Do you remember that childhood game telephone?
The one where a whispered message circles a room, passed on player to player, and by the time it reaches the last person it has often transformed into something hilariously different.
The process is simple yet profound: as information passes through the multiple ‘media’ of human voices, expressions, and memories - it mutates, drifts, and sometimes even forms entirely new meanings.
This same idea of ‘drift’ in a message can be taken into the world of artificial intelligence (AI). Instead of children passing along a message, imagine a network of generative AI models, each transforming information from form to form - text to image, image back to text, and on and on. This is the core concept behind PANIC (Playground AI Network Interactive Creativity), our experimental multimodal AI system.
In PANIC, each output is fed back in as the next input, creating an iterative loop, generating sequences of evolving images and texts. Just like in the game of telephone, we observe semantic drift: meanings shift, details morph, and surprising new patterns emerge.
And here’s the intriguing question: amid the apparent chaos, is there hidden structure?
Can we identify patterns in how AI ‘conversations’ evolve? And if so, how might we measure them?
What is Topological Data Analysis?
To tackle these questions, we turn to topological data analysis (TDA), a mathematical framework designed to uncover the shape of complex data. Unlike traditional statistics, which might summarise information using averages or variance, TDA examines the shape (or geometry) of data itself - clusters, loops, voids, etc. We use TDA to reveal how points relate to each other in space.

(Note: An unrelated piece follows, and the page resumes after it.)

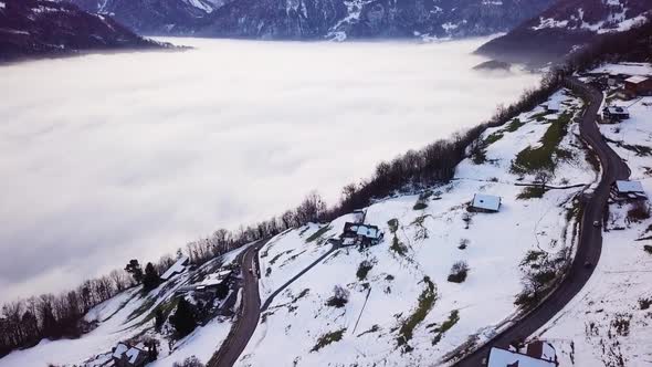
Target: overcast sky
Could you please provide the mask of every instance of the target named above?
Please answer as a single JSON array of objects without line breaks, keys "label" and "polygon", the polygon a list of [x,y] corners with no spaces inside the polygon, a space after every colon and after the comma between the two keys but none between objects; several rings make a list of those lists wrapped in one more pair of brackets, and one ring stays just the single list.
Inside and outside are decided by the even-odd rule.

TDA emerged in the early 2000s at the intersection of mathematics and data science, bringing tools from algebraic topology into the study of complex data. Its foundational idea is that “shape matters”. TDA shows that the arrangement and connectivity of data points often reveal more than their absolute positions – aka the relationships between pieces of information have more meaning than their placement.
Let’s have a look at two similar-looking point cloud data in Figure 1. We can that whilst both look like a figure-eight, the left one is “perfect” while the right one is slightly deformed - hence a “noisy” figure-eight. When our data comes from the real world, it’s likely to be noisy which can make analysis trickier. This is where TDA comes in. TDA can be a powerful tool and method as it has a robustness to noise – allowing analysis to take place undisturbed.
One of the central tools we use for TDA is persistent homology, which tracks topological features across multiple scales. Think of persistent homology like exploring a landscape from both afar and up close: landscape features of valleys, ridges, and lakes appear and disappear depending on your vantage point. Persistent homology captures which features persist through all vantage points, offering insights to the underlying structure that survives disturbance such as noise and transformations.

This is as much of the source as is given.